Please See Important Safety Information, Including Boxed Warning, Below

Links to Sources of Depression Info & Support

Here is a useful list of depression resources that provide advocacy, information, and support for patients, families and caregivers.

Substance Abuse and Mental Health Services Administration (SAMHSA)
1-877-SAMHSA-7 (1-877-726-4727)
www.samhsa.gov

Utilizing its sub-division, The Center for Mental Health Services, SAMSHA supports efforts to prevent the development or worsening of depression, other psychiatric conditions, and substance abuse by helping provide services for people with mental illness, and their families and communities.

Depression and Bipolar Support Alliance (DBSA)
1-800-826-2632
www.dbsalliance.org

Formerly called the National Depression and Manic Depression Association, the DBSA offers local and on-line support groups along with information, podcasts and other resources for people living with Depression or Bipolar Disorder.

National Alliance on Mental Illness (NAMI)
1-800-950-NAMI (1-800-950-6264)
www.nami.org

NAMI is the nation's largest patient/family advocacy and support organization for depression and other psychiatric conditions. Active local chapters and a national hot line provide multiple channels of support and information services for patients and families, including information on medications.

Mental Health America (NMHA)
1-969-6642
www.nmha.org

Formerly known as the National Mental Health Association, this group is the nation's oldest Mental Health Advocacy organization (founded in 1909). They provide Mental Health Awareness information and advocacy and support services and are the sponsors of the annual National Depression Screening Day.

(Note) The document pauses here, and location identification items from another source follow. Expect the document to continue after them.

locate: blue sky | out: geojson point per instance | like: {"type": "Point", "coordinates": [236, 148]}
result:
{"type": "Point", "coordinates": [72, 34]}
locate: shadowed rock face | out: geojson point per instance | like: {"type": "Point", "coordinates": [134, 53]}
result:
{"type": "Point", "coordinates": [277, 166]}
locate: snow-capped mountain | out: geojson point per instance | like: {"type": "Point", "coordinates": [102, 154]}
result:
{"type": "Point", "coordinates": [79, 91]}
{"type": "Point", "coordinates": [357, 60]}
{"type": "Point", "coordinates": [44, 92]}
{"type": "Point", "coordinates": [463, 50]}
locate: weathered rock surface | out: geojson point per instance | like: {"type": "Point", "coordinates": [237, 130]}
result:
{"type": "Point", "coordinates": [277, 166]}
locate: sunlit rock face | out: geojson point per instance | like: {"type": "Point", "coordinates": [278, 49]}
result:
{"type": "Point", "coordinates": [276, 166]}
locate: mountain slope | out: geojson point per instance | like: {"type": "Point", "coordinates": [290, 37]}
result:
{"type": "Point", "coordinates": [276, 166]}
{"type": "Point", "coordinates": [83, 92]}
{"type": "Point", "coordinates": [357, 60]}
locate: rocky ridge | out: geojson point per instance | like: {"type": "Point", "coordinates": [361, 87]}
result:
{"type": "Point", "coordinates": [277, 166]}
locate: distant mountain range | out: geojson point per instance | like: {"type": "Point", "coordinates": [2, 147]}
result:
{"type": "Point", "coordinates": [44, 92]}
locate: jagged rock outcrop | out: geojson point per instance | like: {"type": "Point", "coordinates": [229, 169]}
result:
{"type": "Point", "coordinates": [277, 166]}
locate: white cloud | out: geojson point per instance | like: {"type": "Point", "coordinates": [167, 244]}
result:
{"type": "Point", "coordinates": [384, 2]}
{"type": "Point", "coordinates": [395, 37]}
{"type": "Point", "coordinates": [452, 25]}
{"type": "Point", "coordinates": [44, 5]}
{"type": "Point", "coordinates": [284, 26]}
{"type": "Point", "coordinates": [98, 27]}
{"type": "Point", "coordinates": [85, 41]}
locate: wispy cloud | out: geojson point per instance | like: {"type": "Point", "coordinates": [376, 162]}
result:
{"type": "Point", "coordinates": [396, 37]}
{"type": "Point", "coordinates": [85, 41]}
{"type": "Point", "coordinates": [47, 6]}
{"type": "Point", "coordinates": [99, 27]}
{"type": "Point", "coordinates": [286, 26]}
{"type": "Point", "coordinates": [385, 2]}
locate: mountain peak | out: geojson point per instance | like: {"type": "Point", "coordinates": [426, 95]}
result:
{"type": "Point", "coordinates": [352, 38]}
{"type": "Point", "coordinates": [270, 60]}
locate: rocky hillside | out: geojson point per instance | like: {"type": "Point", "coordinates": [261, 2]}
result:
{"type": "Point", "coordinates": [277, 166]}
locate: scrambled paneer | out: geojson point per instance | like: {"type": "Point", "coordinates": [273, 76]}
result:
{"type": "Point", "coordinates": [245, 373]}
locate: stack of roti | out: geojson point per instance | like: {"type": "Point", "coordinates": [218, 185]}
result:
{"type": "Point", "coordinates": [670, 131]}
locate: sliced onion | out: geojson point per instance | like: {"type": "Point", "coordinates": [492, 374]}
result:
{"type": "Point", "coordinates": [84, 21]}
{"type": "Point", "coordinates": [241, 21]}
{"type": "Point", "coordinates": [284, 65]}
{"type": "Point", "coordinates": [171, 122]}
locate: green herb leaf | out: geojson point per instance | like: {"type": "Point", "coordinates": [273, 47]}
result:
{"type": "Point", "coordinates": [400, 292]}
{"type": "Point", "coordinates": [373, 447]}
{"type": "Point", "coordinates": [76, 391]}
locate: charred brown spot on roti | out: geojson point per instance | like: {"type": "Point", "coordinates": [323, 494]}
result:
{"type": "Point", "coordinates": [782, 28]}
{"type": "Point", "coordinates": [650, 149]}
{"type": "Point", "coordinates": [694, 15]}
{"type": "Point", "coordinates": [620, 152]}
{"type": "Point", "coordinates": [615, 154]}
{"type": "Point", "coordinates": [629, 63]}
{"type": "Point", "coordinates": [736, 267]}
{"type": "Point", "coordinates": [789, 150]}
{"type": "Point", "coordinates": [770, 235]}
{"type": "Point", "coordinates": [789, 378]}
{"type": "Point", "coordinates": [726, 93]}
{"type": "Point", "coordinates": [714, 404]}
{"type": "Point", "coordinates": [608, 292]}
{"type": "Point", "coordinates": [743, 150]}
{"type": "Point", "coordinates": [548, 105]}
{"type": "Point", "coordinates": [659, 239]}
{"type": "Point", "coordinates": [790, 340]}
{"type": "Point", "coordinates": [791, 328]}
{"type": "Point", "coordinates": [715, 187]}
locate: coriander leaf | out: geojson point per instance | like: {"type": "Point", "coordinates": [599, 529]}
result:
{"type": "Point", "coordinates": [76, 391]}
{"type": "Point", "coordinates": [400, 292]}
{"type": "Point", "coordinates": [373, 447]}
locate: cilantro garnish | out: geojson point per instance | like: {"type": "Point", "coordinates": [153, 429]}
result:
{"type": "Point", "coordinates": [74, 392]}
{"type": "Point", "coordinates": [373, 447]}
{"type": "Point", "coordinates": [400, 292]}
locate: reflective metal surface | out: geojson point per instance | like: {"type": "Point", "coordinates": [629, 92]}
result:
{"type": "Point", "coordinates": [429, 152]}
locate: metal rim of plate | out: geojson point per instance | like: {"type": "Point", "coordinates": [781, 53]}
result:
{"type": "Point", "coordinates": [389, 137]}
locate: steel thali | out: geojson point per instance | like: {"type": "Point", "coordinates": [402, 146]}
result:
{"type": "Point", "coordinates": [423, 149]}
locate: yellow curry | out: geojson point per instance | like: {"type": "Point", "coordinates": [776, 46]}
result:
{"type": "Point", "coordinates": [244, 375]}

National Suicide Prevention Lifeline
1-800-273-TALK (1-800-273-8255)
www.suicidepreventionlifeline.org

This confidential lifeline service for patients contemplating suicide immediately routes callers to one of 140 local intervention centers where they can talk to trained crisis workers in their area. Family members are also welcome to use these resources.

Please see Full Prescribing Information including BOXED WARNINGS regarding increased risk of suicidality in children and adolescents. MAO Inhibitors are contraindicated with certain drugs. Potential hypertensive crises may occur with foods that contain tyramine. As with all antidepressants, patients should be observed closely for clinical worsening, suicidality, and unusual changes in behavior, especially during the initial few months of treatment.

Suicidality and Antidepressant Drugs

Antidepressants increased the risk compared to placebo of suicidal thinking and behavior (suicidality) in children, adolescents, and young adults in short-term studies with Major Depressive Disorder (MDD) and other psychiatric disorders. Anyone considering the use of Marplan® (isocarboxazid) Tablets or any other antidepressant in a child, adolescent or young adult must balance this risk with the clinical need. Short-term studies did not show an increase in the risk of suicidality with antidepressants compared to placebo in adults beyond age 24; there was a reduction in risk with antidepressants compared to placebo in adults aged 65 and older. Depression and certain other psychiatric disorders are themselves associated with increases in the risk of suicide. Patients of all ages who are started on antidepressant therapy should be monitored appropriately and observed closely for clinical worsening, suicidality, or unusual changes in behavior. Families and caregivers should be advised of the need for close observation and communication with the prescriber. Marplan® (isocarboxazid) Tablets is not approved for use in pediatric patients. (See Warnings: Clinical Worsening and Suicide Risk, Precautions: Information for Patients, and Precautions: Pediatric Use).

Pooled analyses of short-term (4 to 16 weeks) placebo-controlled trials of 9 antidepressant drugs (SSRIs and others) in children and adolescents with major depressive disorder (MDD), obsessive compulsive disorder (OCD), or other psychiatric disorders (a total of 24 trials involving over 4400 patients) have revealed a greater risk of adverse events representing suicidal thinking or behavior (suicidality) during the first few months of treatment in those receiving antidepressants. The average risk of such events in patients receiving antidepressants was 4%, twice the placebo risk of 2%. No suicides occurred in these trials.